Sunday, December 10, 2006

These Purely Formal Questions of Arrangement

For some reason Nicholas Manning's comment to my last post has been hidden from view. Here it is in full:

What's so interesting about this model for me is that it makes me think of a probably important distinction between two different types of collage that up until this point we haven't really explictly made.

For on the one hand there is this type of collage, which is purely about choice and formal arrangement, (though interestingly Lynch does not at all consider here the role of choice: the bits of paper are considered "random" and the choice of the material apparently "unimportant"), and on the other hand, collage which includes the introduction of "original gestures" on the part of the artist: that is, the cubist painter or Rauschenberg painting over collaged surfaces with marks which are recognisably his or her own, marks which must have, I think, a different statute to that of the found and arranged material.

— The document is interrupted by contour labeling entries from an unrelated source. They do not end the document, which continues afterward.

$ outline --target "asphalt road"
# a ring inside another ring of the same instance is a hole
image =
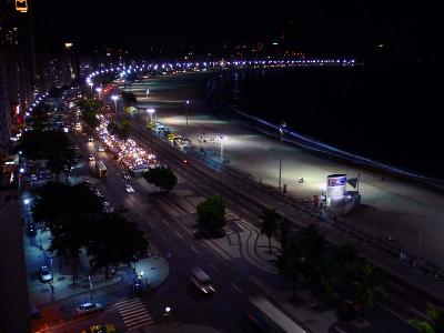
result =
[[[142,123],[133,120],[132,127],[132,135],[138,142],[152,142],[153,137],[148,133]],[[171,150],[175,150],[175,148],[171,148]],[[155,153],[160,157],[161,161],[165,161],[181,178],[185,179],[194,191],[200,191],[206,195],[221,194],[231,210],[249,221],[258,221],[261,208],[252,204],[248,200],[236,195],[236,193],[233,193],[230,189],[225,188],[224,183],[231,181],[229,175],[224,176],[223,172],[221,174],[219,171],[220,183],[218,184],[218,182],[214,181],[214,178],[206,176],[204,173],[200,172],[200,170],[181,165],[178,153],[168,153],[162,149],[157,149]],[[194,161],[192,163],[194,163]],[[414,332],[407,324],[408,320],[413,317],[426,317],[426,306],[428,302],[440,305],[436,300],[431,300],[428,295],[425,295],[398,279],[383,272],[380,272],[379,278],[379,285],[376,287],[376,306],[380,307],[382,314],[385,313],[385,320],[397,321],[398,329],[402,329],[404,332],[410,330]]]
[[[163,198],[150,195],[134,180],[124,180],[123,170],[109,153],[98,152],[95,142],[85,142],[84,137],[75,140],[85,157],[91,152],[107,165],[108,175],[98,181],[98,189],[114,208],[128,209],[130,218],[148,233],[150,242],[169,258],[169,279],[143,297],[154,321],[163,321],[164,309],[170,306],[171,320],[175,322],[206,324],[223,332],[256,332],[246,316],[248,296],[258,292],[251,283],[196,241],[192,232],[174,219],[174,212],[162,209],[158,202]],[[79,170],[80,174],[93,175],[94,163],[85,162],[85,167],[89,170]],[[127,183],[134,188],[134,193],[125,191]],[[213,295],[203,295],[191,284],[189,271],[194,266],[202,268],[213,280],[216,289]]]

For it seems to me that these marks, though still governed by such rules of arrangement as Lynch outlines, are still to an extent different, and make the confrontation and interaction between more-found and less-found materials (in order not to say "found" and "original") infinitely more complex than these purely formal questions of arrangement imply.

For it is almost like the confrontation of two entirely divergent theories of art and artistic creation (inspiration and techne perhaps, or Plato and Aristotle), and it is this, I feel, over any formal devices, which leads to the often stunning complexity of collages' aesthetic statements.

I wonder if the most important distinction here is one between pure collage and hybrids of various kinds. This also goes for Flarf, where there is no rule against "writing over" the collaged the materials with "original gestures". The point, for me, however, is that collage focuses the writer on "purely formal questions" precisely by setting the problem as one of arrangement ...

... and selection, I should add. Nicholas is right to point out that Lynch's exercise does not include this aspect. But I did leave out Fig. 51d: the finished product called Cliff with Cloud in which he adds a piece of paper obviously either made or selected to that end.

In any case, my questions are largely formal. What I like about collage/flarf is that it approaches form as the selection and arrangement of materials, instead of something that is violently imposed on content. This strikes me as a more sane approach to both the origin and the terminus of the art work.